Yazarın bunu bir teknik olarak kullandığını söylesek, zannediyorum yanlış bir tespit yapmış olmayız. Ritimde zaman zaman duraksamalarla, "olmasa da olurmuş" dediğimiz kısımlarla karşılaşıyoruz. Fakat bütün bunları bir kenara bırakmamızı sağlayacak bir şey yapıyor yazar; bizi rahatsız ediyor. Evet, rahatsız olduk.
Şöyle ki en başında da bahsettiğim sinek, karınca, fare gibi insana aslında rahat vermeyen hayvanların sağında solunda gezdiğini hissedebilir okur. Kanlı bir el, karıncaların davetkârı olurken bir yandan sineklerle dolu ölü fareleri görüyoruz. İlk etapta anlamakta zorlandığım ve hatta 'neden?' diye sorduğum bu kullanım nihayetinde yazarın yapmak istediği şeyi başarılı bir şekilde hayata geçirdiğinin ispatı aslında.
Edebiyat/yazı, bir şeyleri -hatta sadece ve yalnızca güzel şeyleri- anlatmak adına aracı olarak kullanıldığında göze batmıyor. Fakat bir çirkini, kötüyü, kötülüğü anlatmaya kalkıştığında bariz şekilde diğerlerinden sıyrılıyor. Bunu yapmak ve yaparken de "çiğ"liği ortadan kaldırmak da şüphesiz maharet ister.
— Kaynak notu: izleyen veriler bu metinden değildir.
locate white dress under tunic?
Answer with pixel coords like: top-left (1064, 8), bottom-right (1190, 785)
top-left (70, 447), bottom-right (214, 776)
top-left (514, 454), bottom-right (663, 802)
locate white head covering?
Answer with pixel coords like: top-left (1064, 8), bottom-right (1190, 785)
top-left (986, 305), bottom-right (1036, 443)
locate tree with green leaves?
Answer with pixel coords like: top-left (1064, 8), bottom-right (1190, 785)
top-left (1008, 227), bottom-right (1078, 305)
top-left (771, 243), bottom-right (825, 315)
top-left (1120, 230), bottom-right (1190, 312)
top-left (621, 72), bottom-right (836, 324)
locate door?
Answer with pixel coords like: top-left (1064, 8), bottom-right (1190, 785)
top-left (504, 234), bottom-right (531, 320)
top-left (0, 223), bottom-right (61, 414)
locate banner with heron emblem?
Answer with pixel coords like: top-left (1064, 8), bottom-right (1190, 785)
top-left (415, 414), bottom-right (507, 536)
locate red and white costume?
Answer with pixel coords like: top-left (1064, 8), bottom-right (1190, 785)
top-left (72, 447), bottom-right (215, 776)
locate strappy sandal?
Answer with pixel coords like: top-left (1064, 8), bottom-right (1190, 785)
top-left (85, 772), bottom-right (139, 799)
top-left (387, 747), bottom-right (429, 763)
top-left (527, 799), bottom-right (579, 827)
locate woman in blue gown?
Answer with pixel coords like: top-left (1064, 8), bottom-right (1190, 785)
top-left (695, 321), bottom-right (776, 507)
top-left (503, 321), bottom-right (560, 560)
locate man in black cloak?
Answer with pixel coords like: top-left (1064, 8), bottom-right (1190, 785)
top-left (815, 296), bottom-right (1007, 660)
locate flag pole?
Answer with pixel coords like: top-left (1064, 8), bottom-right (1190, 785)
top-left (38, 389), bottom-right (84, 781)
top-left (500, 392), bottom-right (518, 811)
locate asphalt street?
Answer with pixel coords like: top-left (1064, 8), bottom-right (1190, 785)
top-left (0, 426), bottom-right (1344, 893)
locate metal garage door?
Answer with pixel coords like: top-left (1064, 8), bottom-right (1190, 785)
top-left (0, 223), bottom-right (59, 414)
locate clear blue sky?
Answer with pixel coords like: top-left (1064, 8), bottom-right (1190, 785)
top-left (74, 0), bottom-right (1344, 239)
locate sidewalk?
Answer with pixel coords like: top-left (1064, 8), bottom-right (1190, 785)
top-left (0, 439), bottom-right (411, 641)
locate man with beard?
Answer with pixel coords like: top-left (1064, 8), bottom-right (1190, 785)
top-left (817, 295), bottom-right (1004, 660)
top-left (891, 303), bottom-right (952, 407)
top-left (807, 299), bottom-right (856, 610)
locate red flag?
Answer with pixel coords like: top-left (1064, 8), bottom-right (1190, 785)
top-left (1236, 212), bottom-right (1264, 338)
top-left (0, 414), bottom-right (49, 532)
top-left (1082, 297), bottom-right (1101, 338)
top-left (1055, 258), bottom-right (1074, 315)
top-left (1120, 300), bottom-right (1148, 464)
Çirkin olanı dile getirirken sonuna kadar hissettirmek, "çirkinin estetiği"yle bizi baş başa bırakmak Ünzile Akkan'ın Telli Dastar'ını ve içinde bulunan 17 hikâyeyi de olduğu yerden alıp başka bir güruhun arasına -hatta yukarılara- taşımış.
Bu anlamda acıya, kedere, farelere, kanlara ve sineklere; çirkine, aykırıya ve ötekiye; rahatsıza ve huzursuz ve huzursuzluğa da yer vermiş ve cesaret gerektiren bir şeyleri başarmış diyebiliriz.